At this year’s Minexchange in Salt Lake City, Managing Director Michael MacMillan had the opportunity to speak at the Mining Exploration Risk session about a topic that is rapidly reshaping how mining companies earn and lose trust: artificial intelligence.
The core message is simple but urgent: your reputation is no longer shaped only by people. It is increasingly shaped by machines. And understand ing how those machines are fed is critical.
Welcome to the Era of Reputation Engineering
For decades, mining reputation has been built through tried and true methods: community meetings, investor presentations, media coverage, sustainability reports, and word of mouth. That ecosystem still matters. But today, AI systems are increasingly acting as the first interpreter of your company’s story.
Search engines now deliver AI-generated summaries. Investor platforms use automated scoring. Chatbots synthesize narratives about your environmental and social performance. In many cases, stakeholders are seeing an AI-generated interpretation of your company before they ever read your website.
And all this is changing what we know about public communications.
If your information is inconsistent or outdated, AI will fill the gaps using whatever sources it can find. In practical terms, that means your reputation can be defined algorithmically without your participation. This is why companies need to embrace reputation engineering: a structured, proactive approach to building trust in an AI-mediated information environment.
The Mining Trust Gap Is Now a Machine-Scale Problem
Mining has long faced a trust gap. Historically, some leaders responded with caution, believing that:
- Silence is safer than engagement, or;
- Output (more reports, more releases) equals impact.
But the data tells a different story. When companies remain silent, stakeholders often assume the worst. And in an AI-driven search environment, silence does not create neutrality it creates absence. And absence invites substitution.
Increasingly, the rise of “zero-click search” – a term that describes the shift to AI summaries in search means users receive a synthesized answer rather than a list of links. That summary effectively becomes “the truth” in the moment. If your organization has not structured clear, credible, machine-readable information, you are not competing in that environment.
Communications as Infrastructure
One of the key themes in Salt Lake City was shifting from viewing communications as output to viewing it as infrastructure.
Reputation engineering is not spin. It is about building a durable, structured information layer that both humans and machines can trust.
That means:
- Clear, consistent descriptions of operations and commitments
- Data formatted in ways AI systems can parse
- Repeated key messages across platforms
- Regular factual updates that signal recency
- Third-party validation where possible
Using AI to Strengthen Trust
The opportunity is just as significant as the risk. Mining companies can apply AI directly to their communications workflows.

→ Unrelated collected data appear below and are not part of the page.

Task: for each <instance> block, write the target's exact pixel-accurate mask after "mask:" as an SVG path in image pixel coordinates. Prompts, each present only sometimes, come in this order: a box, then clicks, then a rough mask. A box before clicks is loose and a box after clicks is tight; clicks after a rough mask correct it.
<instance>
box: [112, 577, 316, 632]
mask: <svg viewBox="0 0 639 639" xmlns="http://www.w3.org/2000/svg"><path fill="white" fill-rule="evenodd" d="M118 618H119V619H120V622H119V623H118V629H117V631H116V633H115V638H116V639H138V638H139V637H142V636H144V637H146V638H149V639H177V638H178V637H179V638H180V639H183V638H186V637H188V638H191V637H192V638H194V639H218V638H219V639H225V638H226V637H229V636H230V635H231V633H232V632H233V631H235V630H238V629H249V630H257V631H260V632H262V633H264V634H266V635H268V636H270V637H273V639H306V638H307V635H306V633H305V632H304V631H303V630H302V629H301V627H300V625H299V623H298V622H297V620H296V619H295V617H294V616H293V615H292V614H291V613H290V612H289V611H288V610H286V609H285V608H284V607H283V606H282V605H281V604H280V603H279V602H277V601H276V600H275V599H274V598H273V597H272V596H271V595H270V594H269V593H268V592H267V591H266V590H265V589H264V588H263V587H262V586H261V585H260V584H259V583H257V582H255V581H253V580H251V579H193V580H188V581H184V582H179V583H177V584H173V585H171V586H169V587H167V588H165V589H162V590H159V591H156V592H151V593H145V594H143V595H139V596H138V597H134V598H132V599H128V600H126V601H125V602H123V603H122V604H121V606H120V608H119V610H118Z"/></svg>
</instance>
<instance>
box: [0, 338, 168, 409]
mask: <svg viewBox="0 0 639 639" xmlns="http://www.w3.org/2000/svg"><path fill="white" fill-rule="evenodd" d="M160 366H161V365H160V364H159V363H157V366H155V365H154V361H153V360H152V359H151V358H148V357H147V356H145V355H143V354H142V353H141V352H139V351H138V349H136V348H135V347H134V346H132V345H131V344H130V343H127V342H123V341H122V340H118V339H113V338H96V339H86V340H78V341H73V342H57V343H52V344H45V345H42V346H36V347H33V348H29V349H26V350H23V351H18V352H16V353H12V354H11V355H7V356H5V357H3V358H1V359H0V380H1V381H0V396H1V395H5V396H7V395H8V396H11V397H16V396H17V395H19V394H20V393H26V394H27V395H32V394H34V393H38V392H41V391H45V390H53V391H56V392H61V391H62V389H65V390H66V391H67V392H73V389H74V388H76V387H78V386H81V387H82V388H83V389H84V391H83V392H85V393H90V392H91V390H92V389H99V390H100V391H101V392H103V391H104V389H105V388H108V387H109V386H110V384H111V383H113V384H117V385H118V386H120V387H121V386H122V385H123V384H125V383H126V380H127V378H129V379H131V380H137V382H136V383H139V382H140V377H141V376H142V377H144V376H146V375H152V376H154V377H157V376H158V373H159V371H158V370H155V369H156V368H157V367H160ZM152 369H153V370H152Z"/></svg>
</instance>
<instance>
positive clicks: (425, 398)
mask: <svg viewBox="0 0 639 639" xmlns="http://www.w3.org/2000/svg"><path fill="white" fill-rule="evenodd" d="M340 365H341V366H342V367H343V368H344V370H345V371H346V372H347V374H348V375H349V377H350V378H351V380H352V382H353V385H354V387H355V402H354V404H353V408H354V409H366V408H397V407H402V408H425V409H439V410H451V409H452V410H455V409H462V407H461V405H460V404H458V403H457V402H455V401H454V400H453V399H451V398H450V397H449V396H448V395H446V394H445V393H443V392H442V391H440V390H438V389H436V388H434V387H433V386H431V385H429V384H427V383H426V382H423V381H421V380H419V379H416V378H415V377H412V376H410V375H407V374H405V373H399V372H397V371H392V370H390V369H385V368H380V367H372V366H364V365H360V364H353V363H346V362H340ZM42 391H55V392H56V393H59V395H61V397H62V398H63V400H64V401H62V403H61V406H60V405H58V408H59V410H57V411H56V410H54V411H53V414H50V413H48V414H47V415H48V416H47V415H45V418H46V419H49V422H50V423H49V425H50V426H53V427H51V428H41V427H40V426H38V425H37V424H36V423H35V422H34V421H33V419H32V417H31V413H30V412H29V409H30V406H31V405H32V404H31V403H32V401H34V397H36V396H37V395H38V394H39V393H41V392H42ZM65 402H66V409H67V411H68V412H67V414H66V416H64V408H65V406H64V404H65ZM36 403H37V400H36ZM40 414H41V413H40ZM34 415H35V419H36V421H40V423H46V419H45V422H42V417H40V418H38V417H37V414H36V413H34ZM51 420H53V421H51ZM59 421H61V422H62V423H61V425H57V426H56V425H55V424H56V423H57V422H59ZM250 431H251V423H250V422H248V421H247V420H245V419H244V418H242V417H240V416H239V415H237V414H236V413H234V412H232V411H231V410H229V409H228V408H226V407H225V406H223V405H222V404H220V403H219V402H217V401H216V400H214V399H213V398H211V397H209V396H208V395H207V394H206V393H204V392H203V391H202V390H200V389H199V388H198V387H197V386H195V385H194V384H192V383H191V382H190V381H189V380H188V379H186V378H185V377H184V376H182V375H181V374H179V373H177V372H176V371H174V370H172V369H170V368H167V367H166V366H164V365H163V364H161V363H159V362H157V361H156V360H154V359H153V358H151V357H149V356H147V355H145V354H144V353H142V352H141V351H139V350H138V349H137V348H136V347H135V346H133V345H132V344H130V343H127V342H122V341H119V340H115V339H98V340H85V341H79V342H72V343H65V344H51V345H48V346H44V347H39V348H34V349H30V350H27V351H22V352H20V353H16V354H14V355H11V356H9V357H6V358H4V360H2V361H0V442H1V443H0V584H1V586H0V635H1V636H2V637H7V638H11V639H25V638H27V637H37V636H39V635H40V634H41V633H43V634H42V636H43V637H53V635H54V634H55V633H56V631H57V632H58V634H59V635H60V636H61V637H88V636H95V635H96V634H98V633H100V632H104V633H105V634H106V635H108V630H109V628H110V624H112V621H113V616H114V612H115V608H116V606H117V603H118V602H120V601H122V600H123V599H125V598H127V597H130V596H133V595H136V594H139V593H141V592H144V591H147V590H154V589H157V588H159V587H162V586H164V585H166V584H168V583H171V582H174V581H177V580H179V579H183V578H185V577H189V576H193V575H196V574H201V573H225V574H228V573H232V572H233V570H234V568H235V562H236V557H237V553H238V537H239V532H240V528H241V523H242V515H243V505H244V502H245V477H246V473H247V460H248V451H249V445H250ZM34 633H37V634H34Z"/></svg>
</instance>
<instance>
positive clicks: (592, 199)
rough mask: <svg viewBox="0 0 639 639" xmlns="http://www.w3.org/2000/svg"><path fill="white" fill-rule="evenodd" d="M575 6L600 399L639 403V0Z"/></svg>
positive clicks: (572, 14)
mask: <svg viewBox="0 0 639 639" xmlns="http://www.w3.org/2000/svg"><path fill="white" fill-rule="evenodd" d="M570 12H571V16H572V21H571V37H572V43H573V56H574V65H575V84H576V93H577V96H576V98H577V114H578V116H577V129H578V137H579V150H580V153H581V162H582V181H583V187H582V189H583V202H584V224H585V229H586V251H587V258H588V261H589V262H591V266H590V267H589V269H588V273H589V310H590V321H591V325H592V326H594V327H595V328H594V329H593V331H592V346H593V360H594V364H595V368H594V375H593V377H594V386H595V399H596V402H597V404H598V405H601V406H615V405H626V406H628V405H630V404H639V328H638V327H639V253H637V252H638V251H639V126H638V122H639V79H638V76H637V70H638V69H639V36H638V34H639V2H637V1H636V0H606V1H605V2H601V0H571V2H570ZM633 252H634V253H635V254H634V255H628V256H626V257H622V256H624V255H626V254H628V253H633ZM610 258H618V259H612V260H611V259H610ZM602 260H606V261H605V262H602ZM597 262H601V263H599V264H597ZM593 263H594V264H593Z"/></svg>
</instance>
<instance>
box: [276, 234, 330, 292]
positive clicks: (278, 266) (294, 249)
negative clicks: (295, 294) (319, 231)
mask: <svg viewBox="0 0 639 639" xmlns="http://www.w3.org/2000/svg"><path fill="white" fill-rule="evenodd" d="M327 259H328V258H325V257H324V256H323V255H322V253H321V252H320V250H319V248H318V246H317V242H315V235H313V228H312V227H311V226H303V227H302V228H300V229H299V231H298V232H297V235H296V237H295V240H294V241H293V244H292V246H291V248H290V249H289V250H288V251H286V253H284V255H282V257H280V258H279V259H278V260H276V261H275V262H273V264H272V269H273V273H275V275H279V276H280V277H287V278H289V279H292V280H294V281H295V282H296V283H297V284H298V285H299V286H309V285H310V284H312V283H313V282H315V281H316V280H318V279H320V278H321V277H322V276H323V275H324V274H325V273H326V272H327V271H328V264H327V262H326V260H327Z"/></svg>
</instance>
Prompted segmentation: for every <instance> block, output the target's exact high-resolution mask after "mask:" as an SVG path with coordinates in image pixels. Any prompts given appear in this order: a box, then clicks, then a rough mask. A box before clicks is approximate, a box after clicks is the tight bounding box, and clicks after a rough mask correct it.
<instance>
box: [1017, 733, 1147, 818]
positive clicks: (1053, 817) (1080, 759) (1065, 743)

- Monitoring stakeholder sentiment in real time
- Converting financial results into clearer investor narratives
- Transforming ESG data into visual, community-ready stories
- Identifying perception gaps between official messaging and AI-generated summaries
In one example we shared, chatbot testing revealed that a company’s core business strengths were resonating — but its strongest trust-building efforts in ESG and community impact were underrepresented in AI responses. That insight allowed for targeted, practical adjustments.
The Time to Act is Now
The next 12 to 18 months represent a critical transition period. AI search behaviors are accelerating. AI-generated content is multiplying. Information density is increasing — and credibility is becoming a premium asset.
Mining companies that act now can establish strong, machine-readable foundations that shape how they are interpreted for years to come.
Those that wait may find their reputations engineered by default.